Des images d’émeutes d’une rare violence, la démission du Premier ministre et un gouvernement provisoire qui s’est constitué sur l’application de dialogue préférée des gamers. En l’espace d’une semaine, le Népal, qui a tenté de couper sa jeunesse d'Internet, a connu un renversement de régime largement organisé sur les réseaux. Récit d’une « révolte 2.0 ».
Le 9 septembre dernier, les médias annonçaient la démission et l’évacuation par hélicoptère du Premier ministre népalais Khadga Prasad Sharma Oli. Une semaine auparavant, des images spectaculaires d’émeutes, d’incendies et d’affrontements avec l’armée, en provenance de Katmandou, avaient envahi les feeds vidéo, en particulier sur TikTok et Instagram.
Outre un gigantesque incendie qui a ravagé le Parlement népalais le 9 septembre, les internautes ont pu assister au lynchage sidérant du ministre des Finances, mis à nu dans la rue et battu par la foule à coups de bâton avant d’être jeté sur les bords d’une rivière. Paradoxalement, cette révolte, qui a aussi embrasé les réseaux, a connu son point de départ avec une tentative de couper la jeunesse d’Internet. On vous explique.
GenZ contre NepoKids
Derrière cet embrasement spectaculaire se cache en fait une tentative de répression d’un mouvement de colère populaire qui couvait depuis cet été au Népal. Dans ce pays pauvre où la moyenne d’âge avoisine les 23 ans, les jeunes dénoncent le népotisme et la corruption du régime. Sur les plateformes sociales et les messageries, le hashtag #NepoKids est devenu une tendance forte avant que le gouvernement du Premier ministre Khadga Prasad Sharma Oli ne décide de les couper le 4 septembre dernier.
Cette tentative de censure ne fera pas long feu. De grandes manifestations, menées sous l’égide d’un mouvement baptisé « GenZ », s’organisent à Katmandou à partir du 8 septembre. Affublés du drapeau Jolly Roger issu du manga ultra-populaire One Piece, les jeunes manifestants tentent de pénétrer au Parlement ou attaquent les résidences de plusieurs ministres. Le 9 septembre, la prison du district de Kailali est attaquée et plus d’un millier de prisonniers prennent la fuite. Dans l'ensemble, on dénombre au moins 72 morts dans les heurts contre les forces de l'ordre et l'armée et plus de 2 100 blessés.

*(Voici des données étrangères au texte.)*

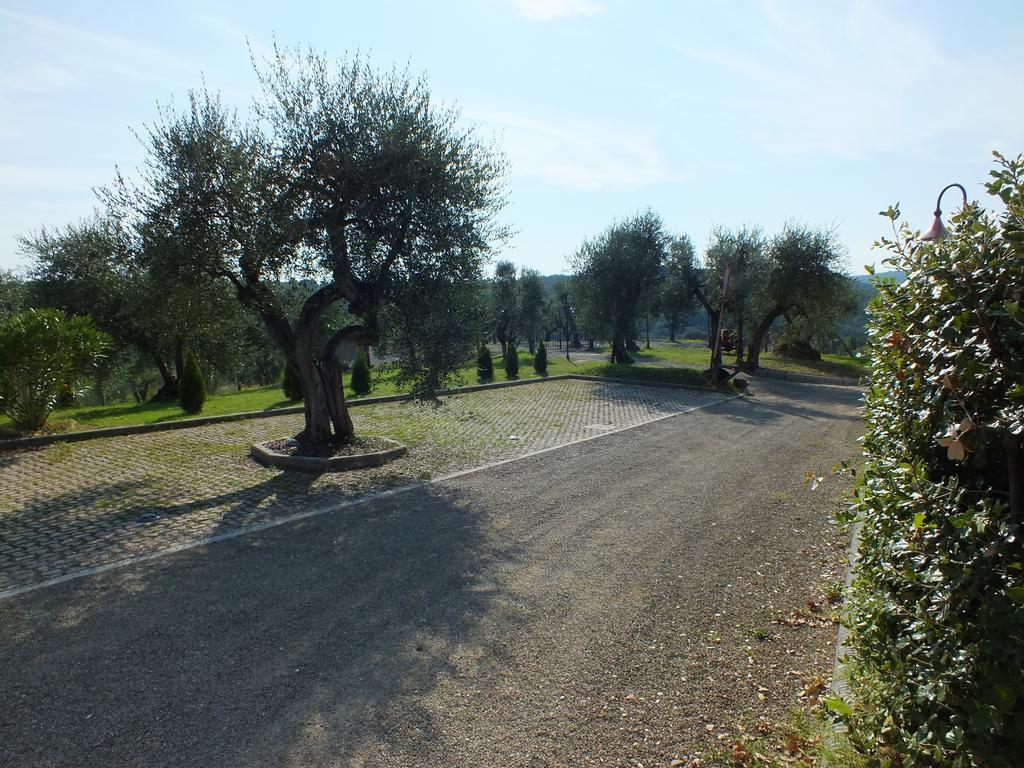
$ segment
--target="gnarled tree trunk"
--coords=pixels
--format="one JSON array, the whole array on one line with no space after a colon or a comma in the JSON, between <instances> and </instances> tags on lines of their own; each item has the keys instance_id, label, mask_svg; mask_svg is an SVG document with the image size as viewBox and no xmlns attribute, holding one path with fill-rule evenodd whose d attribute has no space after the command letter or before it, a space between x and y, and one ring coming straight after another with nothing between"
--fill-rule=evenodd
<instances>
[{"instance_id":1,"label":"gnarled tree trunk","mask_svg":"<svg viewBox=\"0 0 1024 768\"><path fill-rule=\"evenodd\" d=\"M154 352L153 363L160 372L160 389L153 395L154 400L177 400L178 399L178 378L174 375L167 361Z\"/></svg>"},{"instance_id":2,"label":"gnarled tree trunk","mask_svg":"<svg viewBox=\"0 0 1024 768\"><path fill-rule=\"evenodd\" d=\"M757 324L757 328L754 329L754 335L750 337L750 346L747 347L747 360L743 366L743 370L747 373L753 373L757 370L761 362L761 347L764 342L764 338L768 333L768 329L772 327L772 323L782 317L785 313L785 307L774 307L771 312L765 315L761 322Z\"/></svg>"},{"instance_id":3,"label":"gnarled tree trunk","mask_svg":"<svg viewBox=\"0 0 1024 768\"><path fill-rule=\"evenodd\" d=\"M617 322L615 332L612 334L612 362L632 363L633 358L629 355L627 343L631 331L629 323Z\"/></svg>"}]
</instances>

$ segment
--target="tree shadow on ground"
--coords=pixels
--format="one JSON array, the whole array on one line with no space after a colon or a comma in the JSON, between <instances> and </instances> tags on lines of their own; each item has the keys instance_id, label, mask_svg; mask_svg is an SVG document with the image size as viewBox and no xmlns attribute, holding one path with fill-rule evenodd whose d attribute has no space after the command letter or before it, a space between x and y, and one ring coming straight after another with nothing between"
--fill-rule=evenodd
<instances>
[{"instance_id":1,"label":"tree shadow on ground","mask_svg":"<svg viewBox=\"0 0 1024 768\"><path fill-rule=\"evenodd\" d=\"M771 382L768 397L758 394L758 383L740 397L733 398L718 412L723 418L750 424L763 424L784 416L800 419L838 419L861 421L863 393L853 387L836 387L794 382Z\"/></svg>"},{"instance_id":2,"label":"tree shadow on ground","mask_svg":"<svg viewBox=\"0 0 1024 768\"><path fill-rule=\"evenodd\" d=\"M13 555L38 551L38 563L20 563L14 578L27 586L57 573L106 565L128 557L218 537L311 508L337 505L368 492L408 485L409 479L382 474L370 487L323 487L314 472L275 472L226 491L210 490L202 476L189 488L163 487L158 479L96 482L61 494L30 499L0 515L0 568ZM184 491L175 502L168 494ZM20 573L19 573L20 572Z\"/></svg>"},{"instance_id":3,"label":"tree shadow on ground","mask_svg":"<svg viewBox=\"0 0 1024 768\"><path fill-rule=\"evenodd\" d=\"M3 762L420 762L460 639L518 621L482 575L511 556L428 487L2 601Z\"/></svg>"}]
</instances>

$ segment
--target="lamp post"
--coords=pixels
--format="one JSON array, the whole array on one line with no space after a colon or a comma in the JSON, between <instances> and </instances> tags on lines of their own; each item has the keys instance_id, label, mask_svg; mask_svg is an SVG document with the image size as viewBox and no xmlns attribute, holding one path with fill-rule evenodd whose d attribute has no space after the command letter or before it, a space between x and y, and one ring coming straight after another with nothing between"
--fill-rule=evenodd
<instances>
[{"instance_id":1,"label":"lamp post","mask_svg":"<svg viewBox=\"0 0 1024 768\"><path fill-rule=\"evenodd\" d=\"M942 188L939 192L939 198L935 201L935 220L932 222L932 226L927 232L921 235L922 240L941 240L944 237L949 236L949 230L946 229L946 225L942 223L942 196L946 194L947 190L956 187L960 190L960 194L964 196L964 207L967 207L967 190L963 188L962 184L948 184Z\"/></svg>"}]
</instances>

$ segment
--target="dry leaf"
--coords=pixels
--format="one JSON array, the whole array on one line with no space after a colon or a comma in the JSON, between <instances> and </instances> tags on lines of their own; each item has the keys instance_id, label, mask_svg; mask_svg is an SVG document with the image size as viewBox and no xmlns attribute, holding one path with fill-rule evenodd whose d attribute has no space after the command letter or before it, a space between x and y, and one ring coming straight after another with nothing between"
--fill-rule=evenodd
<instances>
[{"instance_id":1,"label":"dry leaf","mask_svg":"<svg viewBox=\"0 0 1024 768\"><path fill-rule=\"evenodd\" d=\"M800 694L800 698L814 698L824 690L825 680L820 675L817 675L804 683L804 690Z\"/></svg>"},{"instance_id":2,"label":"dry leaf","mask_svg":"<svg viewBox=\"0 0 1024 768\"><path fill-rule=\"evenodd\" d=\"M951 461L963 461L967 458L967 447L955 437L940 437L939 445L946 449L946 456Z\"/></svg>"}]
</instances>

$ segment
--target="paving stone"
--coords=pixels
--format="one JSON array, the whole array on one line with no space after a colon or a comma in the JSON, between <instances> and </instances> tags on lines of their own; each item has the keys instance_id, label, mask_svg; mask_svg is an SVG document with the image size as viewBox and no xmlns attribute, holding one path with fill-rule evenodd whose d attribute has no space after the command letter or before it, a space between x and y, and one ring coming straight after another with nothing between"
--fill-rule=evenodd
<instances>
[{"instance_id":1,"label":"paving stone","mask_svg":"<svg viewBox=\"0 0 1024 768\"><path fill-rule=\"evenodd\" d=\"M314 475L253 461L249 444L302 416L210 424L4 455L0 591L563 445L720 399L713 392L558 380L438 403L354 408L356 431L397 438L383 467ZM600 426L600 429L595 429Z\"/></svg>"}]
</instances>

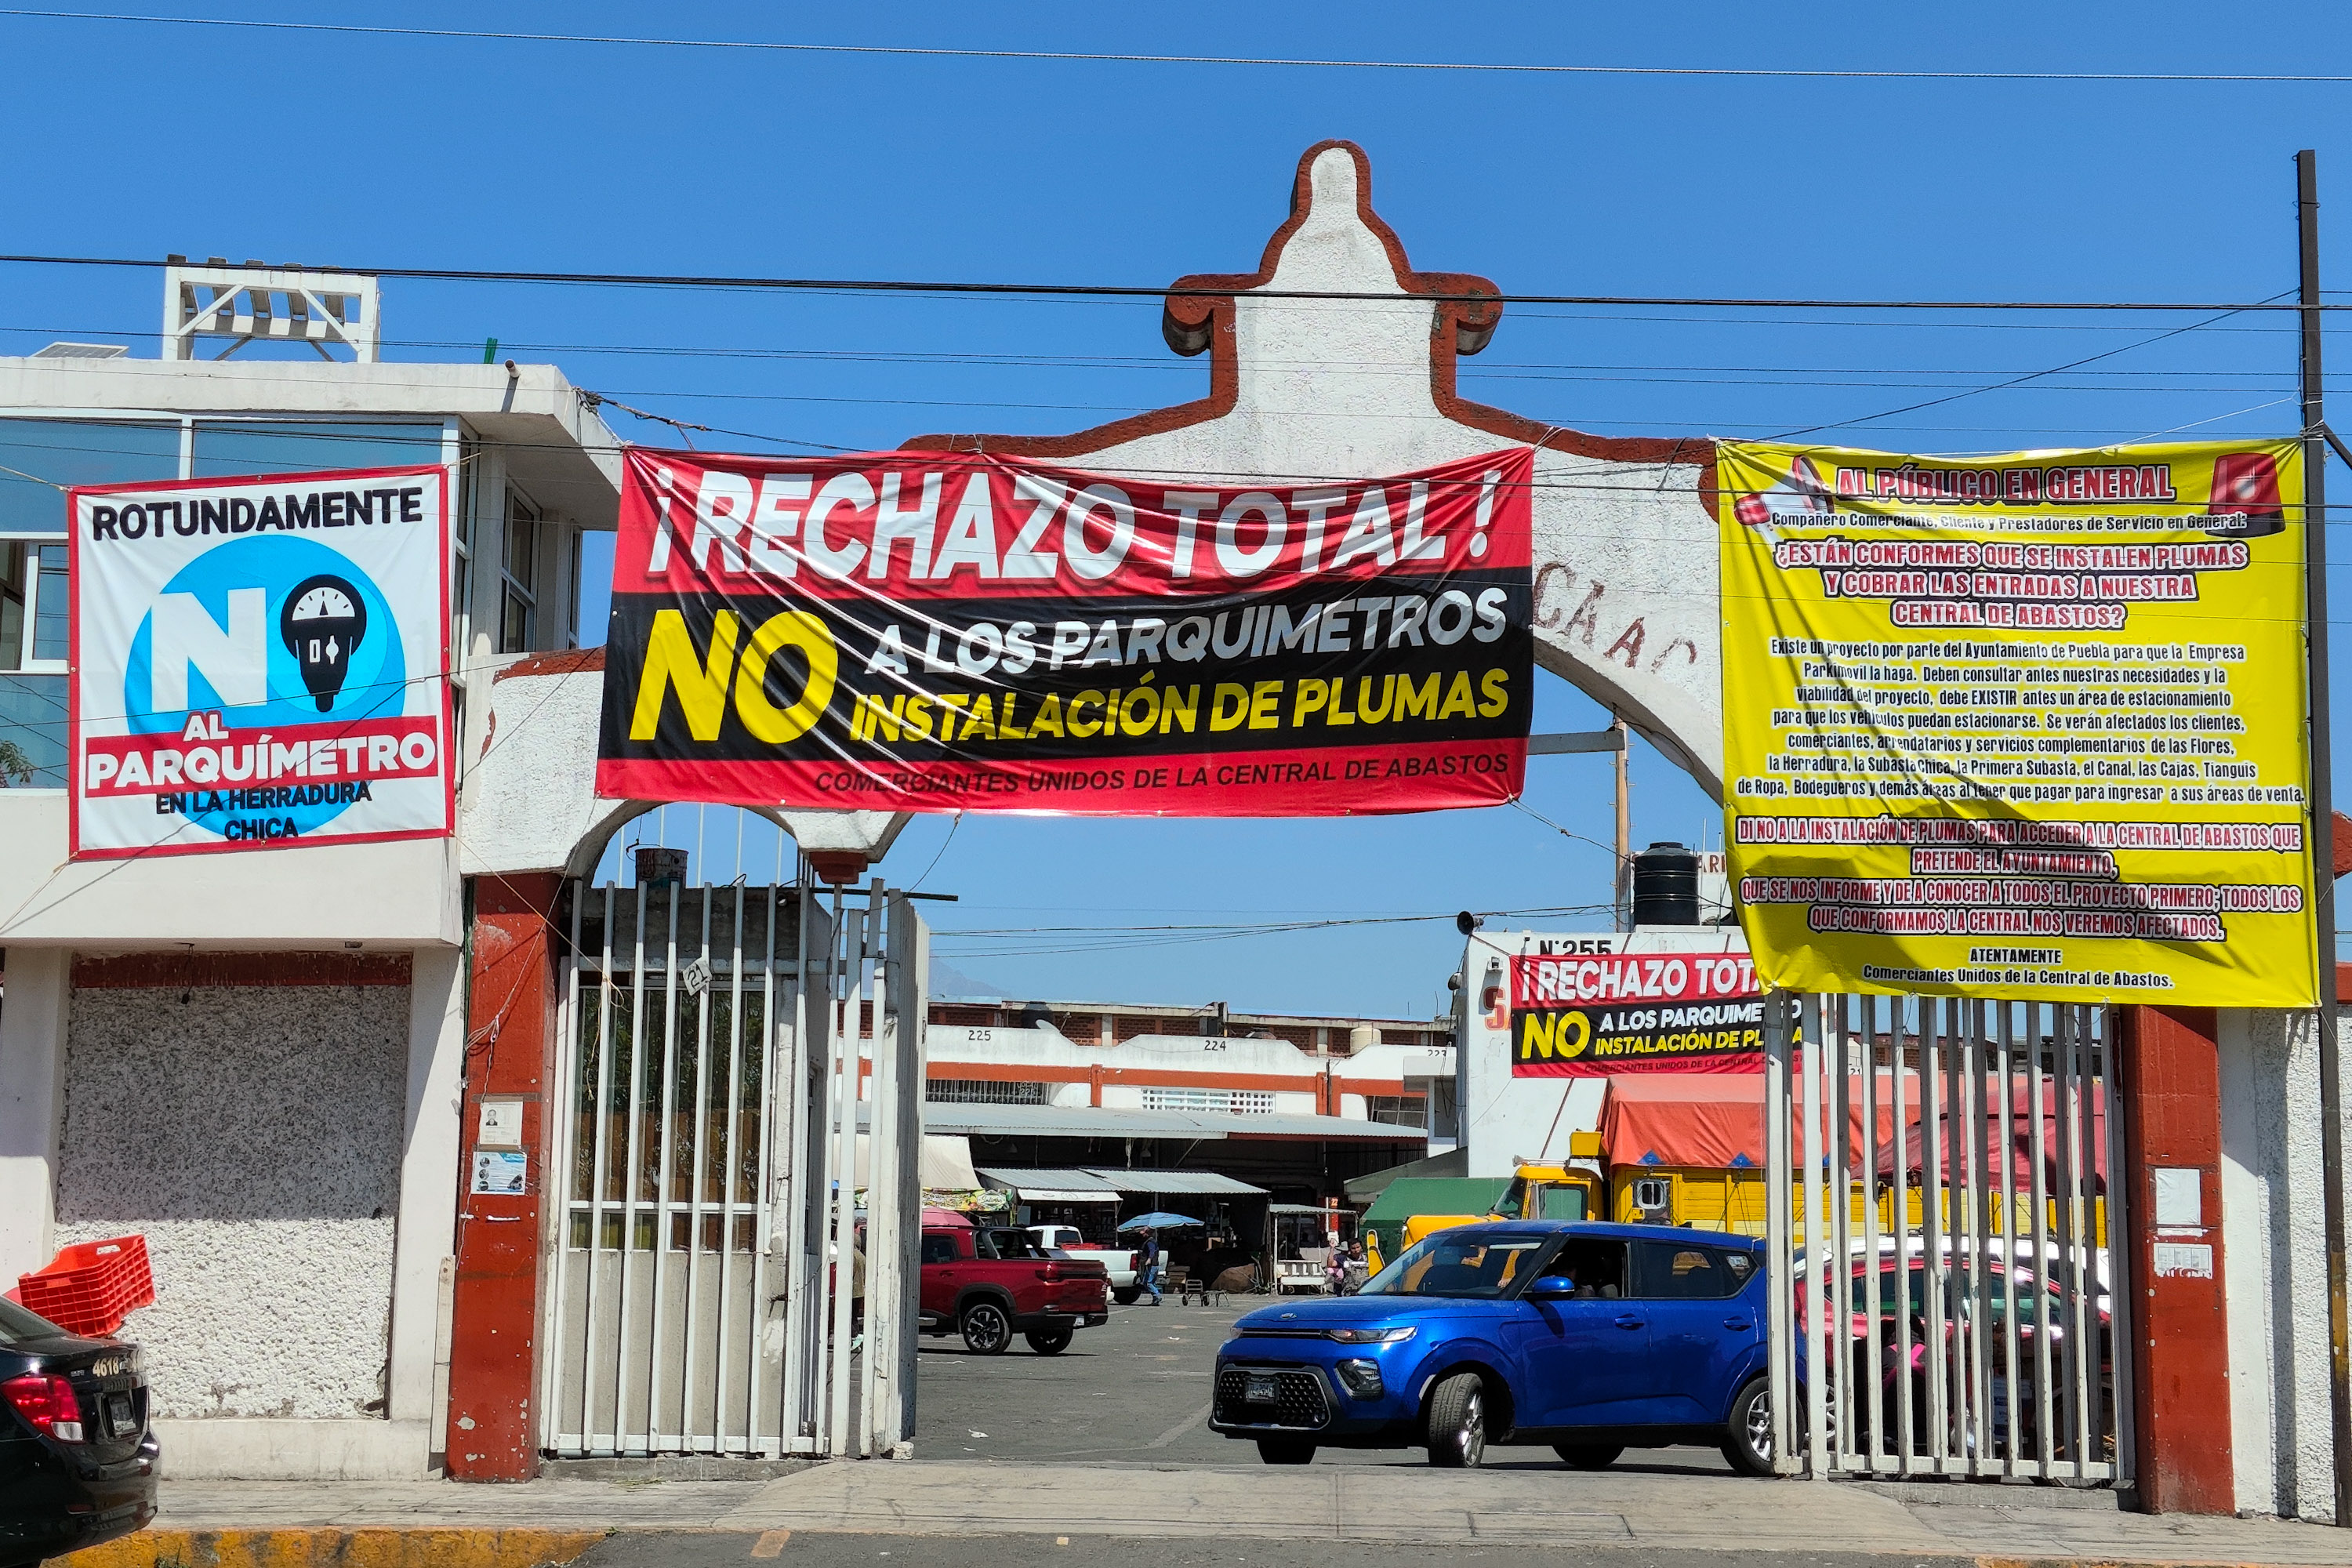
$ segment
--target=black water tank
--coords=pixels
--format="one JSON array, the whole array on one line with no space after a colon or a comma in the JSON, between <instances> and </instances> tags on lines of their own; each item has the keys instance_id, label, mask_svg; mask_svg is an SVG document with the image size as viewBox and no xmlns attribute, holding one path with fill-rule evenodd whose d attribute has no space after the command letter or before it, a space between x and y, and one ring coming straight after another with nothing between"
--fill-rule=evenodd
<instances>
[{"instance_id":1,"label":"black water tank","mask_svg":"<svg viewBox=\"0 0 2352 1568\"><path fill-rule=\"evenodd\" d=\"M1653 844L1633 857L1633 923L1699 923L1698 856L1680 844Z\"/></svg>"}]
</instances>

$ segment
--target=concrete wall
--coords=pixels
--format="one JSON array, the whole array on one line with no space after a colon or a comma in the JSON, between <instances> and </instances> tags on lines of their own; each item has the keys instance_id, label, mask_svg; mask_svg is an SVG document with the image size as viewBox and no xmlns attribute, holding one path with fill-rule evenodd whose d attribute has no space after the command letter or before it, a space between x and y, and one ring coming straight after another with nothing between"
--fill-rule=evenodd
<instances>
[{"instance_id":1,"label":"concrete wall","mask_svg":"<svg viewBox=\"0 0 2352 1568\"><path fill-rule=\"evenodd\" d=\"M409 1036L404 985L76 989L58 1237L146 1236L158 1415L383 1414Z\"/></svg>"},{"instance_id":2,"label":"concrete wall","mask_svg":"<svg viewBox=\"0 0 2352 1568\"><path fill-rule=\"evenodd\" d=\"M2238 1507L2332 1521L2315 1023L2308 1013L2221 1015L2222 1254Z\"/></svg>"},{"instance_id":3,"label":"concrete wall","mask_svg":"<svg viewBox=\"0 0 2352 1568\"><path fill-rule=\"evenodd\" d=\"M0 1006L0 1286L56 1252L58 1121L65 1103L68 952L8 955Z\"/></svg>"},{"instance_id":4,"label":"concrete wall","mask_svg":"<svg viewBox=\"0 0 2352 1568\"><path fill-rule=\"evenodd\" d=\"M456 945L455 840L68 860L63 790L0 790L0 947Z\"/></svg>"}]
</instances>

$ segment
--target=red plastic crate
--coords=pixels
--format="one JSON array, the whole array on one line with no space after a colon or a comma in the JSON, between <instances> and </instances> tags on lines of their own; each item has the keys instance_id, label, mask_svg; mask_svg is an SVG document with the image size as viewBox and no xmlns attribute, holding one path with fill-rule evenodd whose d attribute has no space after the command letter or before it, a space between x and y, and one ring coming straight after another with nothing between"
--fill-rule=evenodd
<instances>
[{"instance_id":1,"label":"red plastic crate","mask_svg":"<svg viewBox=\"0 0 2352 1568\"><path fill-rule=\"evenodd\" d=\"M27 1310L77 1334L110 1334L122 1320L155 1300L155 1276L147 1266L147 1238L119 1236L82 1241L51 1258L47 1267L16 1279L17 1299Z\"/></svg>"}]
</instances>

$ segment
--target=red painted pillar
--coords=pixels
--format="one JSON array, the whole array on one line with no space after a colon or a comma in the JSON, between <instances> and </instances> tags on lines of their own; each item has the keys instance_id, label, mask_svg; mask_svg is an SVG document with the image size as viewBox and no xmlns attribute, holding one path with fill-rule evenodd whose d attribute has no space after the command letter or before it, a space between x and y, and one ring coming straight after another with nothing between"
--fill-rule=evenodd
<instances>
[{"instance_id":1,"label":"red painted pillar","mask_svg":"<svg viewBox=\"0 0 2352 1568\"><path fill-rule=\"evenodd\" d=\"M457 1271L450 1312L449 1476L527 1481L539 1474L537 1368L540 1194L548 1128L541 1108L555 1047L552 921L562 879L491 878L474 888L473 973L466 1019L459 1143ZM477 1193L482 1101L520 1101L524 1190Z\"/></svg>"},{"instance_id":2,"label":"red painted pillar","mask_svg":"<svg viewBox=\"0 0 2352 1568\"><path fill-rule=\"evenodd\" d=\"M2210 1007L2133 1007L2120 1044L2137 1335L2133 1469L2148 1513L2235 1513L2221 1268L2221 1073ZM2118 1345L2116 1353L2126 1353Z\"/></svg>"}]
</instances>

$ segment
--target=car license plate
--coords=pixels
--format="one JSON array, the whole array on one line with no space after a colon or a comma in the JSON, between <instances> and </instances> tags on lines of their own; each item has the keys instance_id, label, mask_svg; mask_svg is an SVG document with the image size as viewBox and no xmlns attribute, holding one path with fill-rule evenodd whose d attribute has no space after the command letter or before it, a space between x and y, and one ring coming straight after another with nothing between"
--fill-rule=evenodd
<instances>
[{"instance_id":1,"label":"car license plate","mask_svg":"<svg viewBox=\"0 0 2352 1568\"><path fill-rule=\"evenodd\" d=\"M139 1418L131 1413L131 1395L106 1396L106 1427L118 1437L128 1437L139 1430Z\"/></svg>"},{"instance_id":2,"label":"car license plate","mask_svg":"<svg viewBox=\"0 0 2352 1568\"><path fill-rule=\"evenodd\" d=\"M1275 1403L1274 1374L1270 1372L1251 1373L1249 1382L1243 1385L1242 1397L1252 1405Z\"/></svg>"}]
</instances>

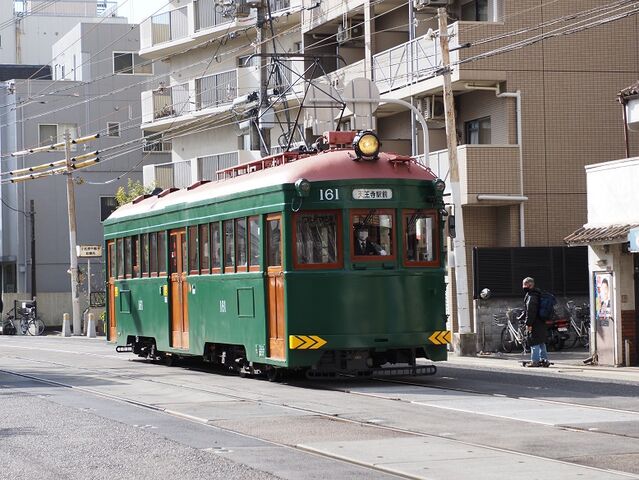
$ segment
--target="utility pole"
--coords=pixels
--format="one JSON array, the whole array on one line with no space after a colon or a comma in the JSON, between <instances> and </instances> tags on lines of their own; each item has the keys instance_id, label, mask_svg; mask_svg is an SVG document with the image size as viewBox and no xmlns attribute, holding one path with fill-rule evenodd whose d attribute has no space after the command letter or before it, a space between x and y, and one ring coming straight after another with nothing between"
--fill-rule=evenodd
<instances>
[{"instance_id":1,"label":"utility pole","mask_svg":"<svg viewBox=\"0 0 639 480\"><path fill-rule=\"evenodd\" d=\"M82 335L82 322L80 319L80 298L78 297L78 254L76 251L76 223L75 223L75 186L73 184L73 165L71 163L71 134L69 130L64 132L64 154L66 160L67 176L67 211L69 215L69 258L71 266L71 306L73 312L73 335Z\"/></svg>"},{"instance_id":2,"label":"utility pole","mask_svg":"<svg viewBox=\"0 0 639 480\"><path fill-rule=\"evenodd\" d=\"M252 141L252 148L255 150L260 150L262 156L270 155L270 144L271 144L271 134L270 127L267 125L270 122L270 117L275 115L275 112L272 108L269 109L268 104L268 80L269 75L267 73L268 62L266 55L266 13L268 12L268 6L265 6L265 2L269 0L257 0L255 3L251 5L256 5L257 10L257 36L256 36L256 46L255 46L255 54L260 59L260 66L258 71L258 78L260 83L260 96L259 96L259 107L257 110L257 119L255 121L255 134L257 138ZM255 148L255 143L259 142L259 147Z\"/></svg>"},{"instance_id":3,"label":"utility pole","mask_svg":"<svg viewBox=\"0 0 639 480\"><path fill-rule=\"evenodd\" d=\"M470 328L470 307L468 297L468 276L466 263L466 239L464 237L464 218L461 206L461 187L459 184L459 164L457 162L457 128L455 104L450 80L450 51L448 47L448 20L446 8L438 8L439 42L444 67L444 106L446 108L446 137L448 140L448 162L450 168L450 188L455 207L455 230L453 239L455 253L455 287L457 299L456 344L461 353L474 354L476 350L474 335Z\"/></svg>"},{"instance_id":4,"label":"utility pole","mask_svg":"<svg viewBox=\"0 0 639 480\"><path fill-rule=\"evenodd\" d=\"M36 241L35 241L35 201L29 201L29 219L31 220L31 298L38 295L36 289Z\"/></svg>"}]
</instances>

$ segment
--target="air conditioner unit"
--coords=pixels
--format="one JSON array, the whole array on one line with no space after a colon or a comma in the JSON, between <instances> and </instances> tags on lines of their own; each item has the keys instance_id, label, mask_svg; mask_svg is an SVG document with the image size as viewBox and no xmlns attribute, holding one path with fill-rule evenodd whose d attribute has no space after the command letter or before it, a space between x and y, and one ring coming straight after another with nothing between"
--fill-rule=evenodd
<instances>
[{"instance_id":1,"label":"air conditioner unit","mask_svg":"<svg viewBox=\"0 0 639 480\"><path fill-rule=\"evenodd\" d=\"M419 102L418 108L420 108L422 115L424 115L426 120L445 119L446 109L444 107L444 101L435 95L422 98L422 101Z\"/></svg>"},{"instance_id":2,"label":"air conditioner unit","mask_svg":"<svg viewBox=\"0 0 639 480\"><path fill-rule=\"evenodd\" d=\"M447 7L450 5L450 0L413 0L413 4L417 10L421 10L426 7Z\"/></svg>"}]
</instances>

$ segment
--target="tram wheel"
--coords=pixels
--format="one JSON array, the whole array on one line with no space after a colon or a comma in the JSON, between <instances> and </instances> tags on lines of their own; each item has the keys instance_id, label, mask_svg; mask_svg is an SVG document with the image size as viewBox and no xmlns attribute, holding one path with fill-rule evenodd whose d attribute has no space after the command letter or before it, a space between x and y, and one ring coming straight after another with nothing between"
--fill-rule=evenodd
<instances>
[{"instance_id":1,"label":"tram wheel","mask_svg":"<svg viewBox=\"0 0 639 480\"><path fill-rule=\"evenodd\" d=\"M282 379L282 373L279 368L271 367L266 371L266 379L269 382L279 382Z\"/></svg>"}]
</instances>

Du côté numérique, les jeunes investissent massivement dans des VPN, comme la société ProtonVPN, qui enregistre une hausse de 6 000 % des inscriptions en provenance du Népal. L’application Bitchat, lancée par Jack Dorsey, l’ancien fondateur et PDG de Twitter, est aussi prise d’assaut. Son fonctionnement basé sur les ondes Bluetooth permet de contourner les restrictions liées au Wi-Fi ou au réseau téléphonique. Mais c’est surtout la plateforme de communication des gamers Discord, et notamment un serveur tenu par l’ONG Hami Nepal, qui est devenu le centre névralgique de la coordination. Les manifestants l’utilisent pour donner une direction générale au mouvement des foules, mais aussi organiser la transition du pouvoir après la démission du Premier ministre.
L'avenir du pays s'est joué sur Discord
Une fois Khadga Prasad Sharma Oli évacué, l’armée népalaise prend provisoirement en charge le pays pour assurer l’ordre, le 9 septembre. Les chefs des forces armées prennent contact avec Hami Nepal et proposent à l’ONG de suggérer des candidats pour un poste de chef intérimaire, chargé d’organiser des élections. Plus de 100 000 utilisateurs se réunissent alors virtuellement sur le serveur pour décider, via des sondages, qui pourrait occuper ce poste. Les internautes finissent par trouver un compromis : Sushila Karki, une femme politique de 73 ans, ancienne présidente de la Cour suprême. Comme le dira Sid Ghimiri, 23 ans, créateur de contenu de Katmandou : « Le Parlement du Népal est actuellement Discord ».
Cette prise de décision ne s’est pas déroulée sans difficultés. Outre la possibilité pour des forces étrangères d’influencer les débats sur les serveurs, et l’aspect bricolé d’un tel procédé, l’historique des conversations a montré l’existence d’appels à la violence pas toujours modérés et une pression intense de la part de l’armée afin d’obliger les organisateurs à hâter les débats. Néanmoins, cet épisode marque un précédent dans l’Histoire en général - et de celle du web en particulier. Si les plateformes sociales ont souvent servi de point de départ à des mouvements populaires, c’est la première fois que l’une d’entre elles a été massivement utilisée pour décider du destin politique d’un pays et assurer une véritable transition démocratique.